From: "Tobias Schumacher" <ts@linux.ibm.com>
To: "Gerd Bayer" <gbayer@linux.ibm.com>,
"Tobias Schumacher" <ts@linux.ibm.com>,
"Heiko Carstens" <hca@linux.ibm.com>,
"Vasily Gorbik" <gor@linux.ibm.com>,
"Alexander Gordeev" <agordeev@linux.ibm.com>,
"Christian Borntraeger" <borntraeger@linux.ibm.com>,
"Sven Schnelle" <svens@linux.ibm.com>,
"Niklas Schnelle" <schnelle@linux.ibm.com>,
"Gerald Schaefer" <gerald.schaefer@linux.ibm.com>,
"Halil Pasic" <pasic@linux.ibm.com>,
"Matthew Rosato" <mjrosato@linux.ibm.com>,
"Thomas Gleixner" <tglx@linutronix.de>
Cc: <linux-kernel@vger.kernel.org>, <linux-s390@vger.kernel.org>,
"Farhan Ali" <alifm@linux.ibm.com>
Subject: Re: [PATCH v5 2/2] s390/pci: Migrate s390 IRQ logic to IRQ domain API
Date: Fri, 21 Nov 2025 15:49:48 +0100 [thread overview]
Message-ID: <DEEGFVBPI57E.1QW7C1D4B2ER4@linux.ibm.com> (raw)
In-Reply-To: <626c1d010ff720c8c2beb7bdd36b0565850a6ab3.camel@linux.ibm.com>
On Fri Nov 21, 2025 at 2:27 PM CET, Gerd Bayer wrote:
> Hi Tobias,
>
> sorry for being late with my comments...
>
> On Fri, 2025-11-21 at 06:32 +0100, Tobias Schumacher wrote:
>> s390 is one of the last architectures using the legacy API for setup and
>> teardown of PCI MSI IRQs. Migrate the s390 IRQ allocation and teardown
>> to the MSI parent domain API. For details, see:
>>
>> https://lore.kernel.org/lkml/20221111120501.026511281@linutronix.de
>>
>> In detail, create an MSI parent domain for each PCI domain. When a PCI
>> device sets up MSI or MSI-X IRQs, the library creates a per-device IRQ
>> domain for this device, which is used by the device for allocating and
>> freeing IRQs.
>>
>> The per-device domain delegates this allocation and freeing to the
>> parent-domain. In the end, the corresponding callbacks of the parent
>> domain are responsible for allocating and freeing the IRQs.
>>
>> The allocation is split into two parts:
>> - zpci_msi_prepare() is called once for each device and allocates the
>> required resources. On s390, each PCI function has its own airq
>> vector and a summary bit, which must be configured once per function.
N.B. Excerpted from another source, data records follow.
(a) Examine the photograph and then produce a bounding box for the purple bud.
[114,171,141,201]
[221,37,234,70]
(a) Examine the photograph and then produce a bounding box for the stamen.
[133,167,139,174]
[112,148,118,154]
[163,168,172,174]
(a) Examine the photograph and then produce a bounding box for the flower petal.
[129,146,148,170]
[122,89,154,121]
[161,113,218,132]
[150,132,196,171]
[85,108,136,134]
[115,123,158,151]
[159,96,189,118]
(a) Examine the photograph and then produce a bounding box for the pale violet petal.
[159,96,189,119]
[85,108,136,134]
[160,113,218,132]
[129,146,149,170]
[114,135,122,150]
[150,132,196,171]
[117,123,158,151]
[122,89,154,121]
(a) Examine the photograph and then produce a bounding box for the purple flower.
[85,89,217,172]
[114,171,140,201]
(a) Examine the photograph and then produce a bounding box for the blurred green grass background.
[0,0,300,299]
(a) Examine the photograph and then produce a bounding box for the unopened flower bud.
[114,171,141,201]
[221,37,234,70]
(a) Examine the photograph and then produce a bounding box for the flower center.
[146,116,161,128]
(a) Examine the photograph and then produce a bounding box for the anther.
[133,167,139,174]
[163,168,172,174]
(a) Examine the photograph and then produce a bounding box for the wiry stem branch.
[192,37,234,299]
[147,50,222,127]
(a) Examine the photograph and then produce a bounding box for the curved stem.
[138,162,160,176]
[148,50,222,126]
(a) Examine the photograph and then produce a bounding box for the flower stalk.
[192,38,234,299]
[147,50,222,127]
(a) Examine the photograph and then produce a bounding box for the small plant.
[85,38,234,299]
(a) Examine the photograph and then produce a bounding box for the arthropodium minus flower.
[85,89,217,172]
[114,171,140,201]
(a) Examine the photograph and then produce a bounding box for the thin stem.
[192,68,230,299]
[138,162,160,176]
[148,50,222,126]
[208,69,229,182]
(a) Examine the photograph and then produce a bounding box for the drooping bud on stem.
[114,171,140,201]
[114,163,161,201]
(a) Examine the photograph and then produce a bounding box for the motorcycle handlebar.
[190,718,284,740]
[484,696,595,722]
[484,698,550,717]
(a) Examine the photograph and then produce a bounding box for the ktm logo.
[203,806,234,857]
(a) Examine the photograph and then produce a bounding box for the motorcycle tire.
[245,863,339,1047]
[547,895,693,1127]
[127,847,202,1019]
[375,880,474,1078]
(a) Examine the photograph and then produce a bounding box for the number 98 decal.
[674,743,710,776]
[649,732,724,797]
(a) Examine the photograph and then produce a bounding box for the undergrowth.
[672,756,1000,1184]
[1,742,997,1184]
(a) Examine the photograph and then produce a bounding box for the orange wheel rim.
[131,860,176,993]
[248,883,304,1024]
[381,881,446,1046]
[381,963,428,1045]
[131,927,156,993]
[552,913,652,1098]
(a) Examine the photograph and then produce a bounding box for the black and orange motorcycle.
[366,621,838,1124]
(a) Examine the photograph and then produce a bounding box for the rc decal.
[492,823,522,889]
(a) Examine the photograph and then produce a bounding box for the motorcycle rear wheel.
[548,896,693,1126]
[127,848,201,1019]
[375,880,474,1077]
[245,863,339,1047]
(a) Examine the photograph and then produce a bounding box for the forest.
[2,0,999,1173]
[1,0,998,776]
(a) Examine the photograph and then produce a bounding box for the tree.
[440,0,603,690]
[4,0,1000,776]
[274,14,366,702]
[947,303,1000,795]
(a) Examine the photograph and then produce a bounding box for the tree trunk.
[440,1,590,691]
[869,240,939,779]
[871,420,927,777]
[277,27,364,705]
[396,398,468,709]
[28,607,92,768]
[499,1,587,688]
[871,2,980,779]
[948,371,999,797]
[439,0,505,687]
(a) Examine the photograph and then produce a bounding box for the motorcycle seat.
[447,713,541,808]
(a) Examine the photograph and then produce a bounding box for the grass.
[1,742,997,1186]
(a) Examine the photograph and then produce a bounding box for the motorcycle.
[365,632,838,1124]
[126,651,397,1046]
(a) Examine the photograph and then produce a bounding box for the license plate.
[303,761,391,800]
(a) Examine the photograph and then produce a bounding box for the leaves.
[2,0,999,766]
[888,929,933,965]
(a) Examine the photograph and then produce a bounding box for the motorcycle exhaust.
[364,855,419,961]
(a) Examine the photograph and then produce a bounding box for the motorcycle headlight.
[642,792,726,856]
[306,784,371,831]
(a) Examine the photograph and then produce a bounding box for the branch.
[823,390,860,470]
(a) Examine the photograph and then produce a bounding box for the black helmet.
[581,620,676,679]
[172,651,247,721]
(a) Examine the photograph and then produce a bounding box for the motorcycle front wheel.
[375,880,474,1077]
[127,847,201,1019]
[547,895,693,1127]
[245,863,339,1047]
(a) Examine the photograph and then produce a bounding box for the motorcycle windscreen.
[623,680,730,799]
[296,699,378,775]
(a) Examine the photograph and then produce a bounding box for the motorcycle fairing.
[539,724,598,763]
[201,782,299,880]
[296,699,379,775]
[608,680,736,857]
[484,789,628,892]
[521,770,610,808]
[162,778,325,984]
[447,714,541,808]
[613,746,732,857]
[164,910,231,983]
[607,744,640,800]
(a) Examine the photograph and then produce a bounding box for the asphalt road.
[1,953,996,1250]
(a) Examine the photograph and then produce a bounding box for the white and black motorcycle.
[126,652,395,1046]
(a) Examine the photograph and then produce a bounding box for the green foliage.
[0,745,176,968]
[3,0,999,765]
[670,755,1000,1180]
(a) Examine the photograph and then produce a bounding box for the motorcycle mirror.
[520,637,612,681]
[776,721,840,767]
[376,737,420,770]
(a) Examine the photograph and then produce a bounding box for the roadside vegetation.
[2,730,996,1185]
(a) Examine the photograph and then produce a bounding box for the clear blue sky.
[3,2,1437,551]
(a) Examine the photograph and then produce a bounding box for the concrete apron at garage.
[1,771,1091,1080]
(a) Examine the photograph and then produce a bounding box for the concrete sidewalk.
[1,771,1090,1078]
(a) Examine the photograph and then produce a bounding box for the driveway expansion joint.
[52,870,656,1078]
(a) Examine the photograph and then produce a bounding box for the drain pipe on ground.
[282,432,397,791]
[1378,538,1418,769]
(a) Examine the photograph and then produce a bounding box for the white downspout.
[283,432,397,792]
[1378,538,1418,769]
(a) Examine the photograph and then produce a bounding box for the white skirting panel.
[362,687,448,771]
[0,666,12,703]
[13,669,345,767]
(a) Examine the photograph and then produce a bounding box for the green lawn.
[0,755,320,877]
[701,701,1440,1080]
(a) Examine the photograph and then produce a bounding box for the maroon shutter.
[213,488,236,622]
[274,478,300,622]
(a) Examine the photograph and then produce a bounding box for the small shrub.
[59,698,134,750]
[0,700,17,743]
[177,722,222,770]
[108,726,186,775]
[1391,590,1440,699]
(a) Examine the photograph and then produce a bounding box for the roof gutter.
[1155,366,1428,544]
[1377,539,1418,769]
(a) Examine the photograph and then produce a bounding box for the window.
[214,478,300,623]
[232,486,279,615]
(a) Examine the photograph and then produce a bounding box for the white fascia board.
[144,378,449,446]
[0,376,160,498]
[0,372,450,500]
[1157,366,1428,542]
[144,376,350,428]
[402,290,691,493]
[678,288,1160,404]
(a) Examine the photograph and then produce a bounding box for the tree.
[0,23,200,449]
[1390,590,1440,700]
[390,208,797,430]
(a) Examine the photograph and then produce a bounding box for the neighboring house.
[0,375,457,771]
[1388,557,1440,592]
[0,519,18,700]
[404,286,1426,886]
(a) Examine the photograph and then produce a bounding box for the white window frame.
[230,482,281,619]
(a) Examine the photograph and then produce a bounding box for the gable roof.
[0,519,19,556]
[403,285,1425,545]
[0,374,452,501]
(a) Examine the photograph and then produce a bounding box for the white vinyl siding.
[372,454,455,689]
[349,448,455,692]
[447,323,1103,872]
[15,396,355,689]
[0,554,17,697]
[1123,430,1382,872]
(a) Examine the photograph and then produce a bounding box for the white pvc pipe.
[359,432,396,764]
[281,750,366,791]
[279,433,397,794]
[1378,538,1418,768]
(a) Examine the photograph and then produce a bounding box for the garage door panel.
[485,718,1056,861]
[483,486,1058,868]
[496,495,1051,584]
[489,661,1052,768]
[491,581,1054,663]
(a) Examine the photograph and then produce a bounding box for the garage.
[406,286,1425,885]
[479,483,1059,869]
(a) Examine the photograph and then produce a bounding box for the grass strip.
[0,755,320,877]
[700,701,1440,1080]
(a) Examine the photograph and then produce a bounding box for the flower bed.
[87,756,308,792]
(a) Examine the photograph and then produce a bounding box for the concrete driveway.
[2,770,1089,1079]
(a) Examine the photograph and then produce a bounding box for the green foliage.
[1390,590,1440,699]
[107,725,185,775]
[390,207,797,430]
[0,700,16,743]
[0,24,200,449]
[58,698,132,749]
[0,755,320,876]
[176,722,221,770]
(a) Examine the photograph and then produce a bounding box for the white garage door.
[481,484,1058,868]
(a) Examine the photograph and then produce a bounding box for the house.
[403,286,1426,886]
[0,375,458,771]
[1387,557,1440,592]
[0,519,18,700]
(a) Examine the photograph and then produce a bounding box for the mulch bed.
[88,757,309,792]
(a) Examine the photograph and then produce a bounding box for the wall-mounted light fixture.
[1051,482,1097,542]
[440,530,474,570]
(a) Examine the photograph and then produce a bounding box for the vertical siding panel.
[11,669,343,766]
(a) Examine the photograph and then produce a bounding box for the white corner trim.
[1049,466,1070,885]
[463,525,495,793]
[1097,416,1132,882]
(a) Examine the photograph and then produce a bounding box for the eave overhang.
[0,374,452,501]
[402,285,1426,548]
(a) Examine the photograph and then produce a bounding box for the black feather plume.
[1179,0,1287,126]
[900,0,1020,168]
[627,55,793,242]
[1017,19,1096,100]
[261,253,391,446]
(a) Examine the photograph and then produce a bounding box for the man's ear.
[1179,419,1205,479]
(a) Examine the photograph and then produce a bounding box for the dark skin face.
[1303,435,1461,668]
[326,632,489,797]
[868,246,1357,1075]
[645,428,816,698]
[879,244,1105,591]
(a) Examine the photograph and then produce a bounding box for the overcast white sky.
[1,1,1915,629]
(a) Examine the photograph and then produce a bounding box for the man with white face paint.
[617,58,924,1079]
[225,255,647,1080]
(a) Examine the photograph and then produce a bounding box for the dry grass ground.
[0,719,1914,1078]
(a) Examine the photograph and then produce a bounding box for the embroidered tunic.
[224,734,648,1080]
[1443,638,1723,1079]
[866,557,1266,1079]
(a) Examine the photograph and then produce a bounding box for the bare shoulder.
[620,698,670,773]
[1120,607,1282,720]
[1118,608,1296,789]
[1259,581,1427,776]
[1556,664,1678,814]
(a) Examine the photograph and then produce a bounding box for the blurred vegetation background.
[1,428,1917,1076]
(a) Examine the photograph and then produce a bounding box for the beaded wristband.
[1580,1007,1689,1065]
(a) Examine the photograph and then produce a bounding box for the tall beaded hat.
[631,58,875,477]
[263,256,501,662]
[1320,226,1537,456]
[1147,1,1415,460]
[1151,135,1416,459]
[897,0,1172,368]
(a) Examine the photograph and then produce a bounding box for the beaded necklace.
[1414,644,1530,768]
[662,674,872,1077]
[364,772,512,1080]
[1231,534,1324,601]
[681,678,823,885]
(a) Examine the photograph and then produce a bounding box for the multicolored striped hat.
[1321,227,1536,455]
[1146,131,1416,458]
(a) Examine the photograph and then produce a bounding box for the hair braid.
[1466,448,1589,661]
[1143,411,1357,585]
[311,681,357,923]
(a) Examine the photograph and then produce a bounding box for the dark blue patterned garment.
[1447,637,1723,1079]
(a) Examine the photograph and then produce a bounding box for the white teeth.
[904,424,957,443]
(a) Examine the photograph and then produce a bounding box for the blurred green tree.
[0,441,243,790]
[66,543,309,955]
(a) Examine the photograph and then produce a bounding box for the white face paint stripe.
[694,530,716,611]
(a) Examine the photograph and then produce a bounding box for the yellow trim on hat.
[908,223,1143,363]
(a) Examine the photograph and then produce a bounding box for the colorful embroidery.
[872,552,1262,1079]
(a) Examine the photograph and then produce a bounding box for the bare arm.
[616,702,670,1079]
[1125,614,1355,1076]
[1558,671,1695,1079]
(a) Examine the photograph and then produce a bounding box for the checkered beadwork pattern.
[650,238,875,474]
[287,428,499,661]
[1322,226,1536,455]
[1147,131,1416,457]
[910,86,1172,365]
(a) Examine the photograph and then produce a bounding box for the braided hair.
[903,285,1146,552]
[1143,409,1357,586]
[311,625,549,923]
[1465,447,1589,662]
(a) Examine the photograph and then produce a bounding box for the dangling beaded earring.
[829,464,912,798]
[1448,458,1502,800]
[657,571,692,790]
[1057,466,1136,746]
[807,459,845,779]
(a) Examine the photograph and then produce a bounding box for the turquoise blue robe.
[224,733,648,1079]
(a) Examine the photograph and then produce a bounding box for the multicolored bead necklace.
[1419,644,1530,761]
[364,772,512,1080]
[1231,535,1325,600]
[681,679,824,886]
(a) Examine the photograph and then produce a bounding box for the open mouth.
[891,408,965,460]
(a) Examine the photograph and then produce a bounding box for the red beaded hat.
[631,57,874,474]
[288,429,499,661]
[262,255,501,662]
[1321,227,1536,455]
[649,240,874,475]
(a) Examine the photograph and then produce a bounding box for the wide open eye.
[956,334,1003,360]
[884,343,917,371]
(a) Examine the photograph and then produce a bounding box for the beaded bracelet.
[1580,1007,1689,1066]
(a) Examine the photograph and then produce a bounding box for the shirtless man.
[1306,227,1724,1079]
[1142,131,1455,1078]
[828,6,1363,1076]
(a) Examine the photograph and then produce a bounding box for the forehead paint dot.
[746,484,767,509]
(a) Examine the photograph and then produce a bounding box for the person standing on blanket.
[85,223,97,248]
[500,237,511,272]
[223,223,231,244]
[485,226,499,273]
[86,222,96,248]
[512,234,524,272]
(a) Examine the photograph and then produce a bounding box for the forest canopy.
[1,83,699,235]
>> This is done in prepare().
>> - zpci_msi_alloc() can be called multiple times for allocating one or
>> more MSI/MSI-X IRQs. This creates a mapping between the virtual IRQ
>> number in the kernel and the hardware IRQ number.
>>
>> Freeing is split into two counterparts:
>> - zpci_msi_free() reverts the effects of zpci_msi_alloc() and
>> - zpci_msi_teardown() reverts the effects of zpci_msi_prepare(). This is
>> called once when all IRQs are freed before a device is removed.
>>
>> Since the parent domain in the end allocates the IRQs, the hwirq
>> encoding must be unambiguous for all IRQs of all devices. This is
>> achieved by
>>
>> encoding the hwirq using the PCI function id and the MSI
>> index.
>
> This is no longer true with the per-PCI-domain irq domains! But you
> encode the hwirq with the devfn within the PCI domain, instead.
Correct, will fix that.
>> Reviewed-by: Niklas Schnelle <schnelle@linux.ibm.com>
>> Reviewed-by: Farhan Ali <alifm@linux.ibm.com>
>> Signed-off-by: Tobias Schumacher <ts@linux.ibm.com>
>> ---
>> arch/s390/Kconfig | 1 +
>> arch/s390/include/asm/pci.h | 4 +
>> arch/s390/pci/pci_bus.c | 21 ++-
>> arch/s390/pci/pci_irq.c | 333 +++++++++++++++++++++++++++-----------------
>> 4 files changed, 227 insertions(+), 132 deletions(-)
>>
>> diff --git a/arch/s390/Kconfig b/arch/s390/Kconfig
>> index 778ce20d34046cad84dd4ef57cab5a662e5796d9..46ab67d607f0db7f5f108106172699a5eebfc8c8 100644
>> --- a/arch/s390/Kconfig
>> +++ b/arch/s390/Kconfig
>> @@ -251,6 +251,7 @@ config S390
>> select HOTPLUG_SMT
>> select IOMMU_HELPER if PCI
>> select IOMMU_SUPPORT if PCI
>> + select IRQ_MSI_LIB if PCI
>
> Nit: There's precedence for both versions (above and below!) but I
> personally would prefer to indent the pre-condition "if PCI" so it
> stands out. Maybe that's a generic clean-up task for this arch-specific
> file...
Since at least the 'if PCI' preconditions are indented in this file,
I'll also do it for this line.
>> @@ -189,7 +190,7 @@ static bool zpci_bus_is_multifunction_root(struct zpci_dev *zdev)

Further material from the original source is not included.